何故このような話をいきなり始めたか、だって?そりゃ、誰だって夜帰ってきて普通に寝たハズなのに起きたら知らない赤ちゃんを抱っこした女の人が目の前にいたらビビるし知らない誰かでもいいから思わず話を聞いてほしくもなるわ。しかも死んだ覚えも無いのに体が透けてるしフヨフヨ浮いているっていうね。後何か赤ちゃんの方と繋がり?的なものを感じる。
…これはあれか、赤ちゃんが大きくなったら「ーー問おう。貴方が私のマスターか?(キリッ」とかやるやつか?もしかしたらファンタジー要素がある世界かもしれないと壁を通り抜けるという新鮮な体験をしながら外に出てみると冬木大橋が存在しない普通の現代の日本の光景が広がっていた。そういえば病室の設備も近代的でしたね…。現実は非情であることを思い知り、落ち込んで元の場所に戻ろうとすると目に入ってきたのは「米花中央病院」というこの病院の名前。…察した。
「嘘やろ工藤……」
ーー拝啓、お母さんへ。
死んだ覚えはありませんが、先立つ不幸をお許し下さい。
この度、私は異世界転生でもしたのかと思いきや、名探偵コナンの世界にトリップ?してしまったようです。何故か幽霊状態になって。生きている状態でこの日本のヨハネスブルグにトリップした場合すぐに殺されそうなのでそれは別に良いのですが。とりあえず、幽霊なりに頑張っていこうと思います(白目)
……ちょっと待って。戻ってきて気付いたけど、病室のネームプレート「松田」ってまさか…警察学校組の1人で、最期は市民を守るために観覧車で爆弾とランデブーしたあの松田さんの関係者!?…いや待て落ち着け私。松田という名字の人は全国に何人もいるし、この女の人が私の知っている松田さんの関係者とは限らな「陣平ちゃん、オムツ替えようねー」…おうふ。
「マジかよ工藤……」ヤベ、このままだとどこぞの高校生探偵みたく語尾が工藤になりそうだ、気を付けよ。
フルネームが松田陣平で、天パで、幼いながらもものすごく整った顔立ち。間違いなくあの松田さんですねありがとうございます!ショタ状態の推しが育っていくのを近くで見守ることが出来るとか幸せ過ぎない?これも私の日頃の行いが良かったからだよね!…え?さっきはこの状態は私への罰かもしれないとか言ってたのに手のひらを返しすぎって?あははー、何言ってるか分かんなーい!…キッツ、柄でもない台詞言うんじゃなかったわ……
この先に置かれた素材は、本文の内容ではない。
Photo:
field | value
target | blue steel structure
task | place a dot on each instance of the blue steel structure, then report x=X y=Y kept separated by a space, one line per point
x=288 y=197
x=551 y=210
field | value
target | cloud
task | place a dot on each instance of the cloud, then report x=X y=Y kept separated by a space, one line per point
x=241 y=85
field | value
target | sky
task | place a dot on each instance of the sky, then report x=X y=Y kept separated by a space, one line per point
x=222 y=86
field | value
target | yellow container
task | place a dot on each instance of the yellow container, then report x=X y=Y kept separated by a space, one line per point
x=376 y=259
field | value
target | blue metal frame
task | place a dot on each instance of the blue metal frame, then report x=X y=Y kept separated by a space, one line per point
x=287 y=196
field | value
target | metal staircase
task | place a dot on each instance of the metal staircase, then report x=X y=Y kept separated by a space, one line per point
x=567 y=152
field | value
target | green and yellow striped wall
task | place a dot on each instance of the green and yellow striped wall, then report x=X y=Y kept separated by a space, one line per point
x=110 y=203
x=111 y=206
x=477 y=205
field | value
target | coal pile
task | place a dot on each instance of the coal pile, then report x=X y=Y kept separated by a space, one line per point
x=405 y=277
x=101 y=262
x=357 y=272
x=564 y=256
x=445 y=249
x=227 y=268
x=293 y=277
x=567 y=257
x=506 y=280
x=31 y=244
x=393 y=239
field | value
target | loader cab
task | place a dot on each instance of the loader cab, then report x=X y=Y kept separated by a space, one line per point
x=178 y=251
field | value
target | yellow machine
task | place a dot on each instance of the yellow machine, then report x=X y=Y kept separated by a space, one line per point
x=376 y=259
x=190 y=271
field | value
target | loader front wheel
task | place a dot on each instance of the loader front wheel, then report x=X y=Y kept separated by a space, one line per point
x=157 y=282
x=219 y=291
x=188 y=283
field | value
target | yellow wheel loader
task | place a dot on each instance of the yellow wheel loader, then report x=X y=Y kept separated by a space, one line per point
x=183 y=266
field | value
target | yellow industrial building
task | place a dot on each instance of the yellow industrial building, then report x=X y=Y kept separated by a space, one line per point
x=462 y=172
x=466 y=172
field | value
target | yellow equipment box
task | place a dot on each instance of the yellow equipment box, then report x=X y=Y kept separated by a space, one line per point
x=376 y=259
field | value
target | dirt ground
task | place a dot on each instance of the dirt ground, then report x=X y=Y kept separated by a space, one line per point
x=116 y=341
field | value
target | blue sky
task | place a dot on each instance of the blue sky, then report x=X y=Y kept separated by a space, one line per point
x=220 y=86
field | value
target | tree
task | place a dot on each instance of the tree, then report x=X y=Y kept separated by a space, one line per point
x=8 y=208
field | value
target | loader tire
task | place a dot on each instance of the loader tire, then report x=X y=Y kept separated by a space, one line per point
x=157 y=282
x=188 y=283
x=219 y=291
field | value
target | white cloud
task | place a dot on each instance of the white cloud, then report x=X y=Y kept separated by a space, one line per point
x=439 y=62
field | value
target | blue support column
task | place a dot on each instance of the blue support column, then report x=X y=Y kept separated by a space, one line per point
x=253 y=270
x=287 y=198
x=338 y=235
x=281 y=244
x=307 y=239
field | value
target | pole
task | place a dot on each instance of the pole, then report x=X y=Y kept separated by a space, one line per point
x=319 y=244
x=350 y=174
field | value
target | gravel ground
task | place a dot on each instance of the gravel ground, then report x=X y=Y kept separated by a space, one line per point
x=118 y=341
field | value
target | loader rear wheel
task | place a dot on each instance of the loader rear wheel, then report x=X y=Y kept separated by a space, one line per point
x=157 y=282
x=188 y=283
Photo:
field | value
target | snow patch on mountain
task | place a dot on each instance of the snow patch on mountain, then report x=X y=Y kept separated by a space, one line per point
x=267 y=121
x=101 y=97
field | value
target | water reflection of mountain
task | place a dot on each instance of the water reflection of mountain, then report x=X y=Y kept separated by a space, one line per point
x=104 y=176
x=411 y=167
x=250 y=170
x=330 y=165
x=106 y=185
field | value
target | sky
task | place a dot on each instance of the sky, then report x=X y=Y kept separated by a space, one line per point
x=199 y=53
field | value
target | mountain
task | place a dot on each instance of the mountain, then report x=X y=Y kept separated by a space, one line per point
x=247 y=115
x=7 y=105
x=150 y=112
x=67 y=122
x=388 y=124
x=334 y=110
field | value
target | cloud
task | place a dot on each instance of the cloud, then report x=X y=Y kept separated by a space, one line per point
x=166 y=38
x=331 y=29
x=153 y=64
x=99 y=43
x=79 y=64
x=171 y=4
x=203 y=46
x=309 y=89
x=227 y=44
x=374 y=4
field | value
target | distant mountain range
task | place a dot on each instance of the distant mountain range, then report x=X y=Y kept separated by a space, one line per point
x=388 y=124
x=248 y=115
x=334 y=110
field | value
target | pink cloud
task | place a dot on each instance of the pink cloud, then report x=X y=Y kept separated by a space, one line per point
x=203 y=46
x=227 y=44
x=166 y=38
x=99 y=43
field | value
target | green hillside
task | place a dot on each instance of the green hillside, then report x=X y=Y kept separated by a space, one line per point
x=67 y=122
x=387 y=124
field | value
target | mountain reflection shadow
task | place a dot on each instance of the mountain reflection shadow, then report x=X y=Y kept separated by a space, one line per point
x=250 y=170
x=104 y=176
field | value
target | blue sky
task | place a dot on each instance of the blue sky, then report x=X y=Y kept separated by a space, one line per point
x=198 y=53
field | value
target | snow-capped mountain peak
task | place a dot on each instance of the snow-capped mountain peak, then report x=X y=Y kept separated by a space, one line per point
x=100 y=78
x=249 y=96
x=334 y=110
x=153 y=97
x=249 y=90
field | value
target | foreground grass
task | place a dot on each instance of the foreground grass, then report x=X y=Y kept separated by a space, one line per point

「あー」ん?何か松田さんがこっちに手を伸ばしているような…まさか、見えている?
「どうしたの?」松田さんのお母さんには見えていないのか。
「だぁ!」近づいて手を近付けると私の人差し指を握って花が満開に咲いたかのような笑顔を見せてくれた。推しが、私に笑顔を向けてくれている!やっべ、尊すぎてやばい。普通に嬉しすぎるわ。…あれ?私は幽霊状態なのになんで指を握ることが出来たんだろう…もしかして、さっきから感じている松田さんと何かの繋がりがあるから?やっぱり松田さんはマスターなのか?聖杯戦争とかしちゃう感じ?
ーーそして月日は流れ。その間に色々試した結果、
・霊体だと陣平以外には視えないし触れないし聞こえない
・ずっとは無理だが実体化できる。(一度霊体に戻れば再び実体化できるし、年々実体化できる時間が増えている)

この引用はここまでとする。